Autant personne ne peut pas en vouloir à la partie poursuivante d’user de son droit légal de se pourvoir en cassation, autant le Procureur général ne peut pas échapper au procès d’intention : les motivations politiques, compte tenu de ses liens de subordination avec le Garde des sceaux. Déjà, une frange importante de la population reste dubitative sur les dénonciations faites par la Direction générale de la Sécurité d’Etat qui a enlevé les personnalités mises en cause pendant des jours avant de les mettre à la disposition du Procureur de la République près le Tribunal de grande instance de la Commune III du District.
Comme à l’audience du 23 février, le représentant du ministère public s’est nettement démarqué, avant-hier mardi 02 mars, du réquisitoire écrit du Procureur général pour requérir oralement l’annulation de la Procédure, donc la libération des inculpés.

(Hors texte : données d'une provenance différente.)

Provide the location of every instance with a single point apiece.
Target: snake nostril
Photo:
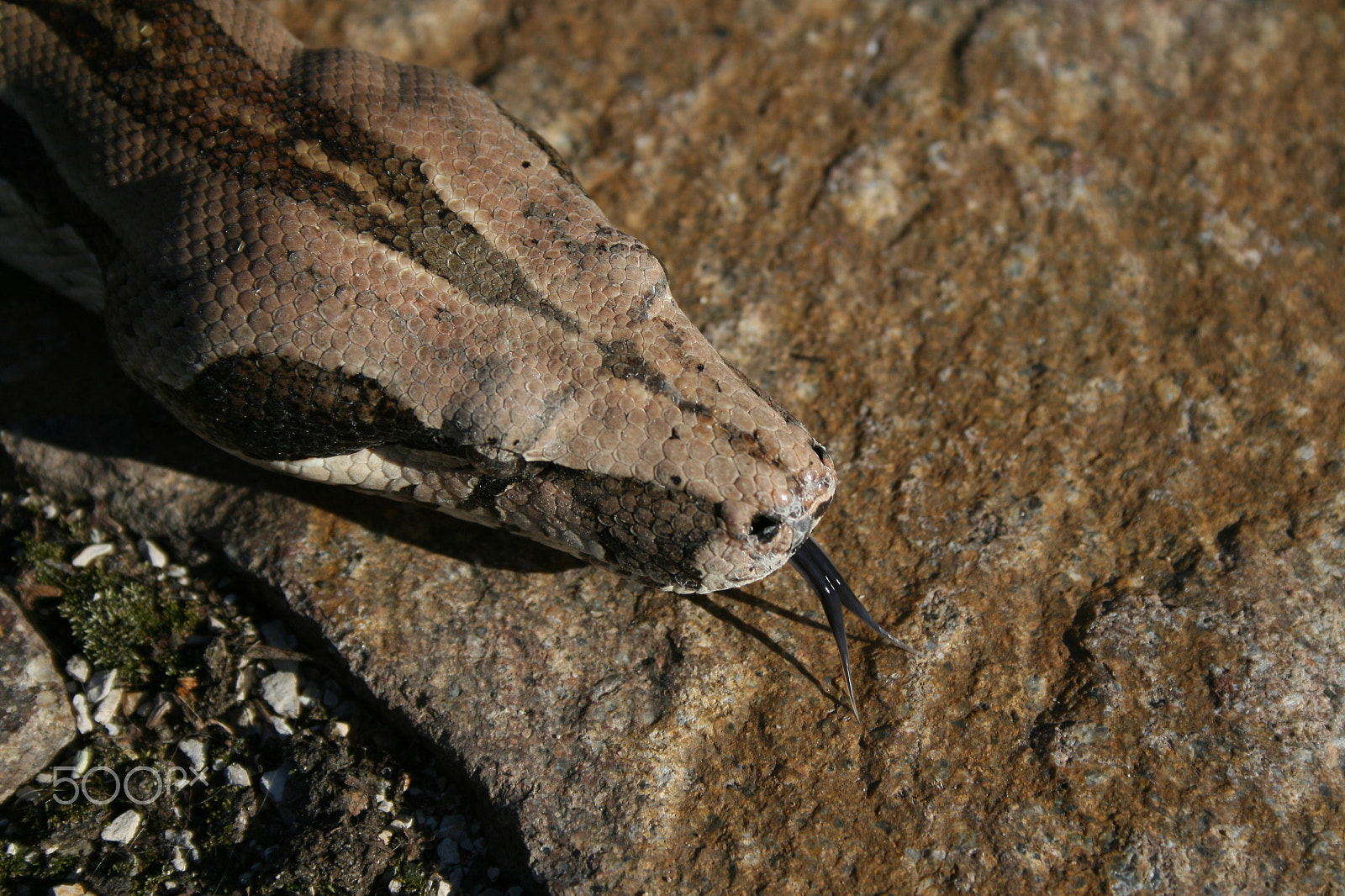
(764, 526)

Cette démarcation de deux subordonnés du Procureur général près la Cour d’Appel de Bamako de ses instructions écrites constitue une parfaite illustration du grand malaise au sein du Parquet général mais aussi surtout de l’incapacité du Procureur général de convaincre ses collaborateurs du bien fondé de cette affaire.
Les arguments brandis par le Procureur général n’emportent pas la conviction des deux hauts magistrats du Parquet, de surcroît tous anciens Procureurs de la République près le Tribunal de Grande instance de la Commune III en charge du Pôle économique et financier. On a beau mettre en avant l’adage «la plume est serve, la parole est libre », l’accusation est à la peine dans ce dossier.
Le courage de deux magistrats du Parquet et celui des juges de la Chambre d’accusation sont à saluer. En procédant ainsi, ils prouvent à suffisance qu’ils ne se laissent pas influencer par des paramètres extérieurs dans la gestion de ce dossier. Les magistrats de la Cour suprême devraient avoir le même courage afin de conforter l’Etat de droit et l’exercice des libertés publiques. Ils doivent constater la nullité de la procédure en tirant toutes les conséquences de droit au profit des personnes victimes des pratiques inacceptables dans un Etat de droit.
Le Parquet général de la Cour suprême doit avoir ce courage qui a manqué au Procureur général près de la Cour d’appel de Bamako. «Je crois savoir que, dans l’exercice de sa fonction, le Magistrat, fusse-t-il le Procureur, n’obéît qu’à la loi et à sa conscience. Cela est et reste toujours ma conviction. Je préfère perdre un poste que de perdre mon âme ». Ces mots prononcés en 2014 par l’actuel ministre de la Justice Mohamed Sidda Dicko ont maintenant tous leurs sens. À l’époque, le Procureur de la République près le Tribunal de Grande instance de la commune III qu’il était a démissionné suite à des fortes divergences autour de l’affaire Adama Sangaré avec le ministre de la Justice de l’époque Me Mohamed Ali Bathily.